Hugh Gusterson: Since 1992 the United States hasn’t conducted any nuclear tests, something that causes some pain to the nuclear weapons scientists who were practicing a form of science that’s now a forbidden experiment. They can no longer test complete weapons, but they feel some bitterness about that. But back in the old days, up to 1992, life at the lab was structured around the design of new weapons and the testing of new weapons, so the lab produced nuclear tests. What they really lived for was to tweak the design of old weapons to figure out ways of making the weapons smaller and lighter, squeezing more explosive yield out of less plutonium, making them slightly different shapes. Weapons designers would compete with one another, proposing fiendish new design ideas that would be vetted by review committees within the Pentagon.

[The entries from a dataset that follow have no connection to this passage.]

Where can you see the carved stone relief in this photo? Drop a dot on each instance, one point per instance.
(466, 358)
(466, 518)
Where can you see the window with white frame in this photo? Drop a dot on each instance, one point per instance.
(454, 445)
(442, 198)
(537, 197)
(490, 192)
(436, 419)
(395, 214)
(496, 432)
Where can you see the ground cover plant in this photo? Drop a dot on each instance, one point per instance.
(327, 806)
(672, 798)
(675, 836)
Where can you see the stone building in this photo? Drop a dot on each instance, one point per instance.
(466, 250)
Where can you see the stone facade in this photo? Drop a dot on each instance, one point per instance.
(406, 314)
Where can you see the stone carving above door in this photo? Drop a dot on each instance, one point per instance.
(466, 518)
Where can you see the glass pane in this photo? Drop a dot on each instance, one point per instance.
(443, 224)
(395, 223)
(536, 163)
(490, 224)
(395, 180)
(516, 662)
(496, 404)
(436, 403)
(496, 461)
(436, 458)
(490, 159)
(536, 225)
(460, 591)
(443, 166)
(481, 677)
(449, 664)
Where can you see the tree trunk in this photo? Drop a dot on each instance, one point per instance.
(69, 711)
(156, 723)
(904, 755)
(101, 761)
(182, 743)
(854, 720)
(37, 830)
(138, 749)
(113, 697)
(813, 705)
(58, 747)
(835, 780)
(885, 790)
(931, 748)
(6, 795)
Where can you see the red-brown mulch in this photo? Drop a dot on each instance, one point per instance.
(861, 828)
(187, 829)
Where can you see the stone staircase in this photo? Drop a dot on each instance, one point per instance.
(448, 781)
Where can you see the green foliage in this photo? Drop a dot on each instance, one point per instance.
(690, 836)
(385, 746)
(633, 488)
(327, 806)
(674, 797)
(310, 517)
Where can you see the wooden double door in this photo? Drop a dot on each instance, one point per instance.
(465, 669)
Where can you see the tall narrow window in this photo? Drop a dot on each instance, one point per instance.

If the designer was lucky enough to have one of the few ideas that made it onto the shot schedule, then they would work quite feverishly, often for months, as the tests neared completion. Particularly in the last weeks before a test, these designers could be working seventy-, even eighty-hour weeks. I would hear stories of people sleeping in cots in their offices in the lab. It culminated with a trip down to the nuclear test site in Nevada where nuclear weapons were tested.